With the age of artificial intelligence (AI) unfolding, products aimed at automating the recruiting and hiring process are hitting the market with increasing frequency.
Companies have been utilizing AI for tasks such as screening resumes, and even interviewing candidates and assessing whether they will be successful employees. These automated tools range from algorithms that “weed through” resumes to personality assessments and biometric analyses that employ AI to analyze a candidate’s facial expressions, body language, voices, and inflections in video interviews.
The increased reliance on AI in employment-related decisions has been met with concerns about the potential legal and ethical risks, such as implicit bias and disparate impact, stemming from the use of AI. In response, various state and city governments are scrambling to regulate this new use of technology.
Last week, on February 27, 2020, New York City introduced a bill (Intro No. 1894-2020) to regulate the use of AI in hiring, compensation and other human resources-related decisions.

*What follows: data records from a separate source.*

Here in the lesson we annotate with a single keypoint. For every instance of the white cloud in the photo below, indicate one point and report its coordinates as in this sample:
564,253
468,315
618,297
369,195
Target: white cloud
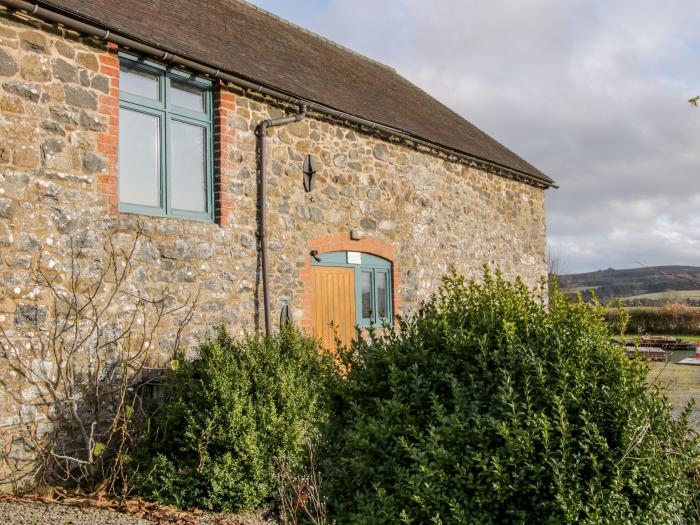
593,92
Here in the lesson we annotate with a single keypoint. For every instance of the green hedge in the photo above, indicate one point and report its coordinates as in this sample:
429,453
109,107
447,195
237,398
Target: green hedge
491,407
671,319
228,416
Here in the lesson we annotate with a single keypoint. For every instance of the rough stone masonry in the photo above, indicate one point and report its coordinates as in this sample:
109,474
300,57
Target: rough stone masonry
58,177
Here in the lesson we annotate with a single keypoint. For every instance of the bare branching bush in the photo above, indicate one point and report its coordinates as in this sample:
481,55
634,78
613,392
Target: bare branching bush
299,496
78,360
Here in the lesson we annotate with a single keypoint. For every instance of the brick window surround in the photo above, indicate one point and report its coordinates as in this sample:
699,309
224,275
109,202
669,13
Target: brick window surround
224,104
108,141
342,242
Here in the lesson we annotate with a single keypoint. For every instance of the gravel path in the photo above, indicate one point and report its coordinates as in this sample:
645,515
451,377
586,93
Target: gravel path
22,512
38,513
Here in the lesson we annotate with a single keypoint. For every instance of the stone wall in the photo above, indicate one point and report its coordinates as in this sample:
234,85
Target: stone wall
58,172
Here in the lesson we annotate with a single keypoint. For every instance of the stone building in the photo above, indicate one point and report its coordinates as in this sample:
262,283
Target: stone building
117,117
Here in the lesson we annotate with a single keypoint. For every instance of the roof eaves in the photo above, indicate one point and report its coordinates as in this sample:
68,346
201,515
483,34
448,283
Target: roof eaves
536,179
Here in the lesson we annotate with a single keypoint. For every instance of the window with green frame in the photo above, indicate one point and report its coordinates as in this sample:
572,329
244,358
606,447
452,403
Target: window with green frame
373,304
165,141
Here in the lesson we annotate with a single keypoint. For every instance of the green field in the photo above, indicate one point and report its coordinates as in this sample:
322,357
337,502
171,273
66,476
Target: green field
671,296
681,383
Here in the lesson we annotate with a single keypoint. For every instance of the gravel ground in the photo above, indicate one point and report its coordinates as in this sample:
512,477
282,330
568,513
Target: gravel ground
13,512
37,513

If enacted, the bill would prohibit the sale of AI technology unless it had been audited for bias and passed certain defined anti-bias testing in the year prior to sale. The bill also includes continued auditing obligations. New York City’s proposed law would require any company that uses AI tools for hiring and other employment purposes to disclose to candidates when AI technology was utilized to assess their candidacy for employment within 30 days of use, as well as disclose to the candidate the specific job qualifications or characteristics for which the company used AI to screen.
The bill proposes a civil penalty of $500 for the first individual violation with up to a $1,500 penalty for each subsequent violation. The New York City Commission on Human Rights, or any other agency designated by the mayor, would be responsible for enforcement. If signed into law, the bill would take effect January 2022.
New York City is not the first to attempt to regulate the use of AI by employers. Previously, on January 1, 2020, the Illinois Artificial Intelligence Video Interview Act (which Hunton previously reported about here) went into effect, which regulates employer use of AI to analyze video interviews. New Jersey and Washington have introduced similar legislation aimed at auditing AI for potential bias, inaccuracy and disparate impact. Additionally, cities and states across the country are creating task forces to understand the impact of AI prior to proposing new legislation.
While proponents of AI argue that stepping away from subjective assessments will eliminate implicit bias in employment decision-making, AI critics argue that algorithms and other AI tools are embedded with bias that employers may not understand, creating a “black box” that leaves employers unable to explain the criteria that have been used to make a given hiring decision.
As the use of AI in employment decisions continues to grow – and likely prompts additional criticism – companies should carefully consider what they can do to validate the effectiveness of the decisions being made by AI and, if challenged, whether they can “unpack” the decisions reached using AI to justify its legality.